Trakya’mızın çok uzun ve tarihi yönden de çok uzun bir geçmişi var. Anlatmaya kalksan günler yetmez. Yazmaya kalksan ciltlere sığmaz…
Güzellikleri ve sorunlarıyla yaşayan ve Avrupa’ya açılan bir kapı olma özelliği ve coğrafi varsıllığıyla göz dolduran bir yapıda.
Sorunsuz insan ülke ve dünya hiçbir zaman olmamış, belki de hiç olmayacak.
Trakyamızın da kendine göre sorunları olduğu bilinen bir gerçek
Konu ile ilgili gerçekleştirilen toplantıda Belediye Başkanımızın vurgusu, beni çok etkiledi. Diyor ki: “TRAKYA’yı SANAYİ KATLİAMINA KURBAN ETMEYECEĞİZ”
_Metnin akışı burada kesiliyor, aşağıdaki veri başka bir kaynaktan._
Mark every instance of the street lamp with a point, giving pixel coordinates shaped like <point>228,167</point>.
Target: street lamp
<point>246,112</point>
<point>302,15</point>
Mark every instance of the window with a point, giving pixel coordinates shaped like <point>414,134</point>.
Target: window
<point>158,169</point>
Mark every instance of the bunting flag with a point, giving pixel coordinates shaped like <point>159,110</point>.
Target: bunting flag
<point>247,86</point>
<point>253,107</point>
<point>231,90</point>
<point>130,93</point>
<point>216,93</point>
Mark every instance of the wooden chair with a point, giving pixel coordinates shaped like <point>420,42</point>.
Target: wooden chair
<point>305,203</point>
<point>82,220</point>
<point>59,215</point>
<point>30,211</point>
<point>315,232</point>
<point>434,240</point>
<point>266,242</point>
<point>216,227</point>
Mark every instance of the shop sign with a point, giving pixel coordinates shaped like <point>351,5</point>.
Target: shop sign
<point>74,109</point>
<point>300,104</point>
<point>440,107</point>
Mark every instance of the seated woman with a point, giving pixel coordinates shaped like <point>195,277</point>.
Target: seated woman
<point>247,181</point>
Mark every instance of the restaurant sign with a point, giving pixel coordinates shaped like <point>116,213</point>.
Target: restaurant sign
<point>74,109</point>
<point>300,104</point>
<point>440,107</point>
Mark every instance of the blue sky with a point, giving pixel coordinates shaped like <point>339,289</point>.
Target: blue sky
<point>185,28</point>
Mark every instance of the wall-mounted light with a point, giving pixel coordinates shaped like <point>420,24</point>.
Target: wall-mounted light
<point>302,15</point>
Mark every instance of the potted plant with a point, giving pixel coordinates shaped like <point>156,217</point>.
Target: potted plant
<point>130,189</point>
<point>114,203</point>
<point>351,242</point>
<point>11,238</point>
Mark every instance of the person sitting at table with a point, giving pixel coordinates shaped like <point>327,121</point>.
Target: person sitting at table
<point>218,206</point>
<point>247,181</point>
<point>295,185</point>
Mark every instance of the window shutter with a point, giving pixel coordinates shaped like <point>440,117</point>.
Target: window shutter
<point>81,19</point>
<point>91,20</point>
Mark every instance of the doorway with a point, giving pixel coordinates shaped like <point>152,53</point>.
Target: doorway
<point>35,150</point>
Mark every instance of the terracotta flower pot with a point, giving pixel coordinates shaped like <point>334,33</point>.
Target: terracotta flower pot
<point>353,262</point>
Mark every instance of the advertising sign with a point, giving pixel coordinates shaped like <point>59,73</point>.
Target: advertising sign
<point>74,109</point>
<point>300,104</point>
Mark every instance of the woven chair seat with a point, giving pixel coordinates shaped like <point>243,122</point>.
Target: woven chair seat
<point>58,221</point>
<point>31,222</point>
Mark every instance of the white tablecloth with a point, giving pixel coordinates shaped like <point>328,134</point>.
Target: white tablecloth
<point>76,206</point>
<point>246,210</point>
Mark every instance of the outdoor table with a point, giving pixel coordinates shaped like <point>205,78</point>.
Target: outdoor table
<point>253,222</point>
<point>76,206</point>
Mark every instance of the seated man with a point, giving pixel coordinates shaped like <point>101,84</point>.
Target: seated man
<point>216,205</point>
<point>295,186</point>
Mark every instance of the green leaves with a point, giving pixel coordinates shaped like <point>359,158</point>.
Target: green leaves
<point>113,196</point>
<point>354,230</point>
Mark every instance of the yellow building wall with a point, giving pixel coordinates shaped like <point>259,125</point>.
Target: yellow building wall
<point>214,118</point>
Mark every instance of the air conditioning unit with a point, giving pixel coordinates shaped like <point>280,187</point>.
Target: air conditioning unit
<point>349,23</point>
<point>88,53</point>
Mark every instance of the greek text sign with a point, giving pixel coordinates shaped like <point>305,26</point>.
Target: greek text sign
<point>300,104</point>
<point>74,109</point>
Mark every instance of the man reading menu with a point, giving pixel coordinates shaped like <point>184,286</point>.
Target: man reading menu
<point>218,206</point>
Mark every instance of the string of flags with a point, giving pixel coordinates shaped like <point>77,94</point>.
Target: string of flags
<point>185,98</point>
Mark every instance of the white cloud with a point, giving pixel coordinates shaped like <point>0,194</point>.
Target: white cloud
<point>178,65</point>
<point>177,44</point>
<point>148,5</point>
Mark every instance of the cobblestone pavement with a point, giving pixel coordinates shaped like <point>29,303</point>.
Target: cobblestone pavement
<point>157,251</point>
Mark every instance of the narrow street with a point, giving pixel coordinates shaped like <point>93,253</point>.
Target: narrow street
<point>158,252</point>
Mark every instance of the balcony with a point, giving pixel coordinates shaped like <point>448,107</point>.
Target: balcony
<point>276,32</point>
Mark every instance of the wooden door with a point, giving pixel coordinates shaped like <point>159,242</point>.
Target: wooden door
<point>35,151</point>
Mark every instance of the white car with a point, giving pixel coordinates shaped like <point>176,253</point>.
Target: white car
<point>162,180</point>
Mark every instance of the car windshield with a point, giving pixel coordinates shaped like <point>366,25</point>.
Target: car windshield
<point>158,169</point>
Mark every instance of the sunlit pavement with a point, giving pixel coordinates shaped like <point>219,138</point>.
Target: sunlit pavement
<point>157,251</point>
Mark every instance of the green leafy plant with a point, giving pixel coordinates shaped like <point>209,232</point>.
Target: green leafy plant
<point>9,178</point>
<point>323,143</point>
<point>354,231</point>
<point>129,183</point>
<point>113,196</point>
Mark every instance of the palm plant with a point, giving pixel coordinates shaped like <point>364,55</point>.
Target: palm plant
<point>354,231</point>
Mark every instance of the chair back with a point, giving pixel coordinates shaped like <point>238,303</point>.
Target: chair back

Her şeyi özetleyen bu söylem her şeyi tümden anlatmakta, özetlemekte.
Doğrusu heyecanlandım.
“Trakya’nın verimli topraklarını ve güzel havasını…” koruyup çarçur e etmeye kimsenin hakkı yoktur elbet. Sonra doğa bize cephe alır. Gelecek kuşaklar lânet okur.
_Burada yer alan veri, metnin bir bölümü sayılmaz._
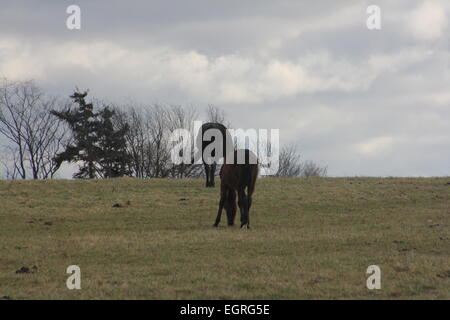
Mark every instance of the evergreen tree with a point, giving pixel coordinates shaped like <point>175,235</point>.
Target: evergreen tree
<point>96,145</point>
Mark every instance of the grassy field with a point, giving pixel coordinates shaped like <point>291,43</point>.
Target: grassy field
<point>153,239</point>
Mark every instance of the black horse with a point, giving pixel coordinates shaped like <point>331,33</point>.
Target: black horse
<point>226,144</point>
<point>235,178</point>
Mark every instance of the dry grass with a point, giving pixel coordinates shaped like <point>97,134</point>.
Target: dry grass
<point>310,239</point>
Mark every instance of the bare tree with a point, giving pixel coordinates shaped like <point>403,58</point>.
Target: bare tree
<point>148,143</point>
<point>34,135</point>
<point>289,162</point>
<point>311,169</point>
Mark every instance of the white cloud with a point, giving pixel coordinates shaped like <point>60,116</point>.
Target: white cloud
<point>429,20</point>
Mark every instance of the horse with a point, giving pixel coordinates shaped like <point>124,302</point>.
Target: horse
<point>226,146</point>
<point>235,178</point>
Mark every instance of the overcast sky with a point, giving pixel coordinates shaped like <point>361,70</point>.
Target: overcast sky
<point>362,102</point>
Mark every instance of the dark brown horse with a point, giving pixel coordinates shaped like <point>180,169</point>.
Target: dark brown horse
<point>235,178</point>
<point>225,144</point>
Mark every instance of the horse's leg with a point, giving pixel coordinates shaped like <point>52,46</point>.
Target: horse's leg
<point>230,206</point>
<point>223,197</point>
<point>207,174</point>
<point>249,204</point>
<point>243,207</point>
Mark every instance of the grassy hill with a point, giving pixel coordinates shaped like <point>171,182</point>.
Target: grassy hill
<point>153,239</point>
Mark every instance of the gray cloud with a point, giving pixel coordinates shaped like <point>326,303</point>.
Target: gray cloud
<point>363,102</point>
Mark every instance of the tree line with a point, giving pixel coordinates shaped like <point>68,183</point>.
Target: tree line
<point>40,132</point>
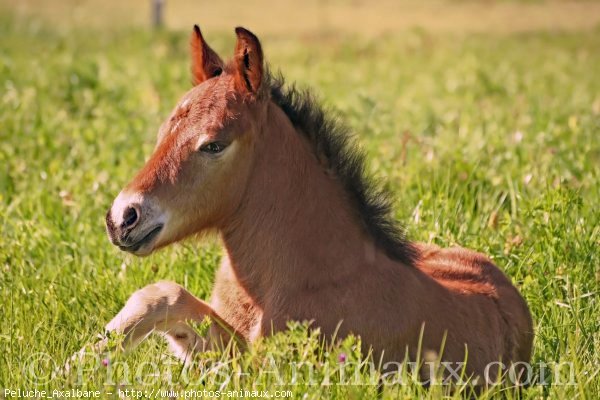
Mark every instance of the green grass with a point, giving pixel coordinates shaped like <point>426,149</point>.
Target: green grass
<point>488,141</point>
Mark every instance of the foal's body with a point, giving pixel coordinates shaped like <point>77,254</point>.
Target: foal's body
<point>299,235</point>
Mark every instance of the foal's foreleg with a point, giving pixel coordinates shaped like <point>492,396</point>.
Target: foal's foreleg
<point>165,307</point>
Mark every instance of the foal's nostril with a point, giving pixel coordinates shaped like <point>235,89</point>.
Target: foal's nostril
<point>130,217</point>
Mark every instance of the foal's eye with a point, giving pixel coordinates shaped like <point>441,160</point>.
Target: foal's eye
<point>213,147</point>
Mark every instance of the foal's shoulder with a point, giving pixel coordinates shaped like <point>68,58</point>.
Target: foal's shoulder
<point>459,269</point>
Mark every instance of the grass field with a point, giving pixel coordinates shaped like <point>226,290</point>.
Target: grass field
<point>489,139</point>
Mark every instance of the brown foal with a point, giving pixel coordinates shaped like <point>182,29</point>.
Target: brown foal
<point>306,236</point>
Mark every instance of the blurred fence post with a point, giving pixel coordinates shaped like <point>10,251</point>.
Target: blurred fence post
<point>157,13</point>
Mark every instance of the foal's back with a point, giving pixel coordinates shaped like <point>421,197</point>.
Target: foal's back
<point>478,300</point>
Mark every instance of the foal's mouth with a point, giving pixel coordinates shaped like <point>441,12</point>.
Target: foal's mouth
<point>148,238</point>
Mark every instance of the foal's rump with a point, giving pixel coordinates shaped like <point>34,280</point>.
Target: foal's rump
<point>484,301</point>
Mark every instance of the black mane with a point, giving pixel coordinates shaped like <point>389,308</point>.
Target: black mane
<point>333,144</point>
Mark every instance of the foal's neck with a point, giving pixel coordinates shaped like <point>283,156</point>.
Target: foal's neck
<point>295,230</point>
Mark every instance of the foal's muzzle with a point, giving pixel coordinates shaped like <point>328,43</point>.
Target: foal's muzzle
<point>132,225</point>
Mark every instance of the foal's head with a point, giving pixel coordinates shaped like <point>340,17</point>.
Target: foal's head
<point>198,172</point>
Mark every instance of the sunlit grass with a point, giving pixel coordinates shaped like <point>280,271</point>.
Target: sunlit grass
<point>490,142</point>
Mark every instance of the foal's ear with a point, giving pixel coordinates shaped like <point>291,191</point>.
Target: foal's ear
<point>205,62</point>
<point>248,62</point>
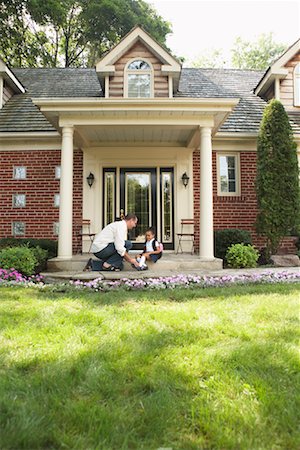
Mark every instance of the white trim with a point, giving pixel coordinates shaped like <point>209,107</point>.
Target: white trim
<point>1,91</point>
<point>107,86</point>
<point>296,77</point>
<point>8,75</point>
<point>277,69</point>
<point>138,72</point>
<point>106,63</point>
<point>236,156</point>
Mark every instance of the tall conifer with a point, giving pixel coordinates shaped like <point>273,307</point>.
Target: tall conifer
<point>277,182</point>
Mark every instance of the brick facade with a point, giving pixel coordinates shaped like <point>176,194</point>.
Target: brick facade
<point>234,212</point>
<point>40,186</point>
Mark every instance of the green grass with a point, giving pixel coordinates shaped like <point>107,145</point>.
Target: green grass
<point>185,369</point>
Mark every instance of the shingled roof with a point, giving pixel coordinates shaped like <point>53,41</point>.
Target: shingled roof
<point>19,114</point>
<point>69,82</point>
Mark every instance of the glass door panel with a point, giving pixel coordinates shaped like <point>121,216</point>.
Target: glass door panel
<point>138,195</point>
<point>109,195</point>
<point>167,207</point>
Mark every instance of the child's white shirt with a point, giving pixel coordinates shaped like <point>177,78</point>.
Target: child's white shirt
<point>149,246</point>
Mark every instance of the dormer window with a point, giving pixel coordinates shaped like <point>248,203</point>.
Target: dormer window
<point>138,79</point>
<point>297,85</point>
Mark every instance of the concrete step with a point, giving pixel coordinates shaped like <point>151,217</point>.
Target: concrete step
<point>169,261</point>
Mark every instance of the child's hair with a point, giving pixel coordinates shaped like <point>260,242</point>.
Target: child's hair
<point>152,230</point>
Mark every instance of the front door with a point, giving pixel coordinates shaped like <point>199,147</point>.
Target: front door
<point>147,192</point>
<point>138,195</point>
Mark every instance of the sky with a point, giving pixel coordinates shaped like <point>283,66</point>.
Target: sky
<point>201,25</point>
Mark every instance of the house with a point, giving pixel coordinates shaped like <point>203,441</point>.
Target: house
<point>96,143</point>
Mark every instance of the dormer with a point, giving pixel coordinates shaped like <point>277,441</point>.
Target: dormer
<point>138,67</point>
<point>9,84</point>
<point>282,79</point>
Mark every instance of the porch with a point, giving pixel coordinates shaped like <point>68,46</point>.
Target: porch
<point>169,264</point>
Aklıma gelen önemli sorunlar:
*Keşan’da hava kirliliği,
*Vize’de termik Santral,
*Istıranca’larda taş ocakları,
* Ergene Nehri kirliliği,
*Saros’da yapılaşma çarpıklığı,
*Çerkezköy Çorlu ve civarında fabrika yoğunluğu,
*Edirne’de su baskınları…
Trakya’nın ilk sakin kenti Vize ormanları temiz havası Karadeniz kıyılarıyla bulanmaz güzellikte… Amaç Tarım ambarı olarak bilinen bu toprakları korumak ve güzelleştirip varsıllaştırmak görevi üzerinde yaşayanlarındır.
Kurumlar ve halk bu gelişmelere tepkili. Gereken uyarılar yapılmakta, konu irdelenmekte.
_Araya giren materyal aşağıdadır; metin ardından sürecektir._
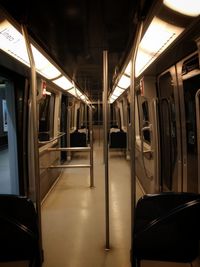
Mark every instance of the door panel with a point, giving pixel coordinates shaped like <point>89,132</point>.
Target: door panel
<point>170,171</point>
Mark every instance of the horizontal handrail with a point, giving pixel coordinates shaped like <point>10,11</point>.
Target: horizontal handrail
<point>71,166</point>
<point>51,140</point>
<point>69,149</point>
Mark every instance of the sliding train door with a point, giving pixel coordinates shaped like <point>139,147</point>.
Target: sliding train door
<point>13,165</point>
<point>189,84</point>
<point>179,114</point>
<point>170,135</point>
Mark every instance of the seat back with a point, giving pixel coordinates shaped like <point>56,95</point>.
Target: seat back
<point>167,227</point>
<point>18,229</point>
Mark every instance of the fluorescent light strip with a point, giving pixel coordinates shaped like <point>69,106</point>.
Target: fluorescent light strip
<point>63,82</point>
<point>43,66</point>
<point>124,82</point>
<point>12,42</point>
<point>157,38</point>
<point>186,7</point>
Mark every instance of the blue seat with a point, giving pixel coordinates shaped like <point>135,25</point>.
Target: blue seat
<point>166,228</point>
<point>18,230</point>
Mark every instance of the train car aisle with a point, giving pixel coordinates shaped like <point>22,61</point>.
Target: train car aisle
<point>73,216</point>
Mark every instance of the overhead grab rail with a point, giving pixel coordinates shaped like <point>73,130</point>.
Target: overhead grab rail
<point>52,139</point>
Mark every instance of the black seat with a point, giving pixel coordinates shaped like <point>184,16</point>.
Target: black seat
<point>166,228</point>
<point>18,230</point>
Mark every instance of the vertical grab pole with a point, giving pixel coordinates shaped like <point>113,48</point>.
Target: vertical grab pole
<point>98,107</point>
<point>35,135</point>
<point>132,127</point>
<point>68,132</point>
<point>105,94</point>
<point>91,148</point>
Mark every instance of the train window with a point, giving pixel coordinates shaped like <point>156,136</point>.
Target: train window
<point>146,133</point>
<point>143,110</point>
<point>46,117</point>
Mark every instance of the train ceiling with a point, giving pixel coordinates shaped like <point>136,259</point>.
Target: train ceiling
<point>75,33</point>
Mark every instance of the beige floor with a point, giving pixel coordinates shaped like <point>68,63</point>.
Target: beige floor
<point>73,221</point>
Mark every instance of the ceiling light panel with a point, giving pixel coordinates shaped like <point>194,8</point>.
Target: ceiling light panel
<point>63,82</point>
<point>157,38</point>
<point>186,7</point>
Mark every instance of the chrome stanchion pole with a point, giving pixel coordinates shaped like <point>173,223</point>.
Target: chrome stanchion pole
<point>91,148</point>
<point>105,94</point>
<point>33,88</point>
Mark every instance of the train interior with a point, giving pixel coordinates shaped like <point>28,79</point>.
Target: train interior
<point>100,134</point>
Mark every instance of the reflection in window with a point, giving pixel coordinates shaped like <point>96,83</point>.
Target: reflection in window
<point>46,115</point>
<point>145,121</point>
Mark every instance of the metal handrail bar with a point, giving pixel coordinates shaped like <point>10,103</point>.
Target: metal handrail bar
<point>53,139</point>
<point>71,166</point>
<point>69,149</point>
Sanayideki gelişmelerden yararlanmak elbette gerekli ve önemli
Ancak doğaya çevreye ve ya da insanlara zarar verecekse önlemler alınmalı ya da vaz geçilmelidir diye düşünmek istiyorum. Trakya halkının duruşu ve görüşü anladığım kadarıyla bu yönde. Doğayı korumanın ve güzelleştirmenin temel taşı insandır: bildiğim kadarıyla…
Burada bile bakıyorum dünyanın masrafı yapılarak hizmete açılan tesislerin çevresine bakın, çoğu rezalet. Oysa bir güzellik çevresiyle de temeli güçlendirilmeli. Güzellik yalnızca vitrinlerden ibaret olmamalı. Dil konusu bile sorunları ve yabancılaşmasıyla geçerli. Tabelalara bir bakın Türkçe sözcük göremez ya da tek tük görebilirsiniz. Nedir bu yabancı özentisini anlamak olası değil. Cadde kenarlarındaki çiçekler… Yalnızca kendi dükkanının önünde olanları sulasalar her şey başka türlü olabilir. Oysa biz ne yapıyoruz. Belki de gübre diye İzmarit bırakıyoruz. Çöp bidonlarını kullanmak bile devede kulak.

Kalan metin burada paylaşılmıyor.